MACALUSO: How tolerant of Rochester are you?
By Tim Louis Macaluso on Jul. 31st, 2008 at 10:50am 0 Comments
There are two types of policing: aggressive policing to prevent and reduce crime or border guarding between the haves and the have-nots. The type a community chooses depends on its level of tolerance.
"How tolerant do we want to be?" asked MCC Criminology Professor Larry Feasel.
Feasel and Rochester Police Chief David Moore spoke about Zero Tolerance at a meeting last night at St. Mary's Church.
Zero Tolerance, the city's get tough on crime program, is working, Moore told a group of about 60 people.
He didn't have specifics and couldn't provide significant data to substantiate his statement beyond a City Hall survey that, he says, indicated that 80 percent of respondents favor the initiative and would like to see it expanded.

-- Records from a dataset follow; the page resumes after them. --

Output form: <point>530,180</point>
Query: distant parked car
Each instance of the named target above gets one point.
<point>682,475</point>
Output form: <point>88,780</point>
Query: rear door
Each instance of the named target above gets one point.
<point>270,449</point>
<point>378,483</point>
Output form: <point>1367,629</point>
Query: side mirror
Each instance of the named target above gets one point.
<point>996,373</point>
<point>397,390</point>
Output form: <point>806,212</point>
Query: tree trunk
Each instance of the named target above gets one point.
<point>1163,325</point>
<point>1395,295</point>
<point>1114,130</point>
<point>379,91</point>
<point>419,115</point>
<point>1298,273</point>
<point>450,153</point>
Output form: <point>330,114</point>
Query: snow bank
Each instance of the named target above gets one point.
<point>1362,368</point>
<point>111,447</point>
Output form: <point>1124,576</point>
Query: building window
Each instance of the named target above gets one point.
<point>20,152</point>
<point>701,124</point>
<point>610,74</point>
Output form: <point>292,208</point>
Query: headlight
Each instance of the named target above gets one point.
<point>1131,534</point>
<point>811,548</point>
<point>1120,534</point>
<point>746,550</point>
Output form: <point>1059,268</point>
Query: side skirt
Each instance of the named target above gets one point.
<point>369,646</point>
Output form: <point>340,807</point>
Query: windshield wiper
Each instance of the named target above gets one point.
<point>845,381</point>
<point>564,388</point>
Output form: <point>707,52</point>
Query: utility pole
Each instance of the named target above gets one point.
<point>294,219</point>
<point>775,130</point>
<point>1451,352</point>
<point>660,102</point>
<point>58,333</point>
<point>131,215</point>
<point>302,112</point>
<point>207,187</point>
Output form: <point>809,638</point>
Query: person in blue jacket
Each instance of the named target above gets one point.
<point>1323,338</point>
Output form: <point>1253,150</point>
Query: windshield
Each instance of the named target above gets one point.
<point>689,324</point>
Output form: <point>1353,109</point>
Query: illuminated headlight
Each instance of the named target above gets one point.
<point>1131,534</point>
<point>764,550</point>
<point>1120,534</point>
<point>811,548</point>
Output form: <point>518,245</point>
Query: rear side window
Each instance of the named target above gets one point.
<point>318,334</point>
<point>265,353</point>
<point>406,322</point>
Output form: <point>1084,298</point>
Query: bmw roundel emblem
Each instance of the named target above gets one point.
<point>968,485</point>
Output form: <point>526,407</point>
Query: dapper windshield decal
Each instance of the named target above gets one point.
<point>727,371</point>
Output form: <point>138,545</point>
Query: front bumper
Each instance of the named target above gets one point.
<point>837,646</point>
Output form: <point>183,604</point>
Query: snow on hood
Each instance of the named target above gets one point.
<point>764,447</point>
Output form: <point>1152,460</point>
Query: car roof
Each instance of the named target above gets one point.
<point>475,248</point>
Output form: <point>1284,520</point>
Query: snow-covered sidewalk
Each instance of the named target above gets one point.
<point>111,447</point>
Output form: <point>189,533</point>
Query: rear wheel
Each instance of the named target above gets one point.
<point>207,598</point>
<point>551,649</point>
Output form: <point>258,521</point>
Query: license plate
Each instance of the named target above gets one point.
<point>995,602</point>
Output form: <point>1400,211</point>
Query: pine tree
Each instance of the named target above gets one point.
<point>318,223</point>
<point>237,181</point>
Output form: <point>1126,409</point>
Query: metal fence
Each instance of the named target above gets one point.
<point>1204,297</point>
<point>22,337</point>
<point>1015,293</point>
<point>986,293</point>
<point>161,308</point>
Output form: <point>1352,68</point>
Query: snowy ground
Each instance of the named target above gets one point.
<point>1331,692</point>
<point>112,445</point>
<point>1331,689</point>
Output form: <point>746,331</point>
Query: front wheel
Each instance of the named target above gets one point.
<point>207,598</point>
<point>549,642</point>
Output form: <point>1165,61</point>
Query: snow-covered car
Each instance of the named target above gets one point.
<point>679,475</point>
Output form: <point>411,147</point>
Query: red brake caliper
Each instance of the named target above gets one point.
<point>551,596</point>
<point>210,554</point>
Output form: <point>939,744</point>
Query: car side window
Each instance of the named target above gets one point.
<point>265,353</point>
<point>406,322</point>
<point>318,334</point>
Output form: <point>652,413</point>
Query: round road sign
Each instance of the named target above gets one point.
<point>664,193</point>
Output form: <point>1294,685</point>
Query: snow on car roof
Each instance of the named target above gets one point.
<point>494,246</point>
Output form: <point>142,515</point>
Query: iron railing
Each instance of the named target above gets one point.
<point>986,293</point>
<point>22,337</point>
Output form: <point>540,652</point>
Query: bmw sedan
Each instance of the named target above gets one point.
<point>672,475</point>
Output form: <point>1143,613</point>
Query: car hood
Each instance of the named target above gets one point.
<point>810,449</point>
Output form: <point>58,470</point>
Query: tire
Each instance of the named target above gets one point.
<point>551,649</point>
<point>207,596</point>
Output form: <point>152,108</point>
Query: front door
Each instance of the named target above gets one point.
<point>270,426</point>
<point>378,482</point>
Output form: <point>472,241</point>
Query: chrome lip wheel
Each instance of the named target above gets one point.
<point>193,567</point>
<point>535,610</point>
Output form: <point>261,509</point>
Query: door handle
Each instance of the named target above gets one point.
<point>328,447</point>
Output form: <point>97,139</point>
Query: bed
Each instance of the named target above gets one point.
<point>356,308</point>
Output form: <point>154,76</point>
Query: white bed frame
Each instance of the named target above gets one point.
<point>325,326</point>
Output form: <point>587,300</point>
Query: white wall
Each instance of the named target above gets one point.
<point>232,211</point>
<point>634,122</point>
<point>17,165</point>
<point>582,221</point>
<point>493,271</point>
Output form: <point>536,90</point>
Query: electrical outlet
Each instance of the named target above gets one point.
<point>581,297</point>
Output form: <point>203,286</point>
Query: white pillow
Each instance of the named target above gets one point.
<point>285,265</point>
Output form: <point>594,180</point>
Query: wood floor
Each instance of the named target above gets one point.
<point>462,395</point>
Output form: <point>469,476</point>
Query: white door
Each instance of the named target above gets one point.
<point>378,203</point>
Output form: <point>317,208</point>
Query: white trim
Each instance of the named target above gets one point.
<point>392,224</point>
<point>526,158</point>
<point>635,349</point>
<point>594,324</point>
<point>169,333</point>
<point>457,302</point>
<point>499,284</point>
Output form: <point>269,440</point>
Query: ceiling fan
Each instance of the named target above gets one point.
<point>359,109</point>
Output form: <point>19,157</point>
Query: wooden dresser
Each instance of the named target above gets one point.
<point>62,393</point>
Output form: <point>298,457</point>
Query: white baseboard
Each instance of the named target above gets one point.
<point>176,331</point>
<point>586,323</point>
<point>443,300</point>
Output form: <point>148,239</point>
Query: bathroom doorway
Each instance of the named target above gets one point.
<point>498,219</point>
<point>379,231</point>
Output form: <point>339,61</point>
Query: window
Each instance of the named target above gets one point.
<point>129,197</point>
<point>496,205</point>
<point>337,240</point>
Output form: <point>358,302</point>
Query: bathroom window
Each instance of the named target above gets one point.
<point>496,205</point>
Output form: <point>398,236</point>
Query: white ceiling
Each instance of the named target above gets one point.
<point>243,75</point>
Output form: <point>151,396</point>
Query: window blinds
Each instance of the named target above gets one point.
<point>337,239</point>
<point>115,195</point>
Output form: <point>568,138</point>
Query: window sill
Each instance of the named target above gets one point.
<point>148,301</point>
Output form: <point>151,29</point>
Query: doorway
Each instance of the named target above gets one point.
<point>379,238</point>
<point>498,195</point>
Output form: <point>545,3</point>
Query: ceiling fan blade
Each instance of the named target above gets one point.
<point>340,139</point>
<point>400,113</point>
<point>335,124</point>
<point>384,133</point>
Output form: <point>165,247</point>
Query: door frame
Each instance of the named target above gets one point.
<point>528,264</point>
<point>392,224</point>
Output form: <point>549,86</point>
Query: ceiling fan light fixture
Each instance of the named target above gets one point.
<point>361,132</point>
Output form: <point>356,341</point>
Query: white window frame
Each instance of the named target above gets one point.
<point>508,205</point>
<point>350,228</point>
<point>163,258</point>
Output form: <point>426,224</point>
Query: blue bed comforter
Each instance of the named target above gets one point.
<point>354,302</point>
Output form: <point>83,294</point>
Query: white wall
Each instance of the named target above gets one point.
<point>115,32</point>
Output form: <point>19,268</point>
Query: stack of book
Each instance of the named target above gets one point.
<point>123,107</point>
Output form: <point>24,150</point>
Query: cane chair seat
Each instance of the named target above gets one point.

Zero Tolerance continues to irk some people in the community who take issue with the amount of police overtime and the increased potential for police profiling and abuse it presents.
In response to challengers, Moore asked how many people in the room had been touched personally by homicides in their immediate family.
Nearly all of the young people, many of them African-American teens living in the city's northeast and northwest neighborhoods, immediately raised their hands.
It was no pop quiz, but handgun violence is a scourge that the teens understood as matter of fact.
The sun comes up, people get shot. The sun goes down, people get shot.
Even though Rochester's murder rate has substantially declined since Zero Tolerance was introduced, outbursts like last weekend's indicate there is no reason for celebration.
Violence, even a little of it, profoundly shapes public opinion about the city.
Mayor Bob Duffy, who was also at the meeting, said that every time there is a homicide in the city "Someone makes a decision not to buy a house in the city, a CEO decides not to bring a business into the city, and someone already living here decides it's time to move away from the city."
The next question: how tolerant are we going to be of the city's economic condition and the low performance of our city schools? The two, according to Feasel, Moore, Duffy are at the heart of the city's gun violence.